With the growing recognition that long-term business performance is tied to social responsibility, companies increasingly are boosting the budgets and profiles of their community engagement efforts, a report from CECP and the Conference Board finds.
Based on a survey of more than two hundred multibillion-dollar corporations, the report, Giving in Numbers: 2016 Edition (50 pages, PDF), found that 35 percent of the companies in the survey increased their total giving by at least 10 percent between 2013 and 2015; those companies also saw higher median growth rates in terms of both revenue (8.3 percent vs. -2.3 percent) and pre-tax profit (2.6 percent vs. -0.3 percent) than those that did not increase giving. Reasons for the increase in corporate giving included greater participation in employee engagement programs, improved tracking and measurement, and an explicit business decision to boost giving. According to the report, the number of full-time community engagement staff employed by companies also increased, by 3 percent, between 2013 and 2015, while nearly a third (29 percent) of companies restructured their operation to more closely align their corporate giving teams with the CEO's office.

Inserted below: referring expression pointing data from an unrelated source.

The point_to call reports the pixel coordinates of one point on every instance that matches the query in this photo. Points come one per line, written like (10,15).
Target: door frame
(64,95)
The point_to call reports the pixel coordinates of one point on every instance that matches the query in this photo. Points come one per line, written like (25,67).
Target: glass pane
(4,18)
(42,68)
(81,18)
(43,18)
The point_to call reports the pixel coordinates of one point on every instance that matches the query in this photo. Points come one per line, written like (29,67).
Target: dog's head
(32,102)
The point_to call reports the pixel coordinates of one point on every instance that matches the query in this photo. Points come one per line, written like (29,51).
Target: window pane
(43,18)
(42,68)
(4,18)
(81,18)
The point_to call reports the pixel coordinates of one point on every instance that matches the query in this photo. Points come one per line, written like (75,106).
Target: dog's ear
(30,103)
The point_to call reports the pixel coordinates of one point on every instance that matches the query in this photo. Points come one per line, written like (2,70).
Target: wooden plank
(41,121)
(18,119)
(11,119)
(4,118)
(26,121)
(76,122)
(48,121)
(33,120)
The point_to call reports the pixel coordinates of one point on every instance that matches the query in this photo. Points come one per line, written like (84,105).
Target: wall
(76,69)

Now in its eleventh edition, the annual survey found that 55 percent of respondents said building trust with consumers and other stakeholders was a goal of their societal engagement programs; 33 percent were "somewhat" or "highly" involved in impact investing; and a company's giving levels and commitment to making impact investments are positively correlated. In addition, the report noted that CEOs surveyed at CECP's Board of Boards meetings increasingly value the ability to attract purpose-oriented human capital (63 percent, up from 55 percent in 2015) as the greatest benefit of corporate social investment.
"With employees and customers increasingly rewarding responsible businesses, companies are underpinning their business strategies and brands with purpose," said Conference Board CEO Jonathan Spector. "The data show those efforts starting to pay off, so it's no surprise to see companies doubling down on their community engagement by expanding teams and giving department leaders more of an audience with the CEO."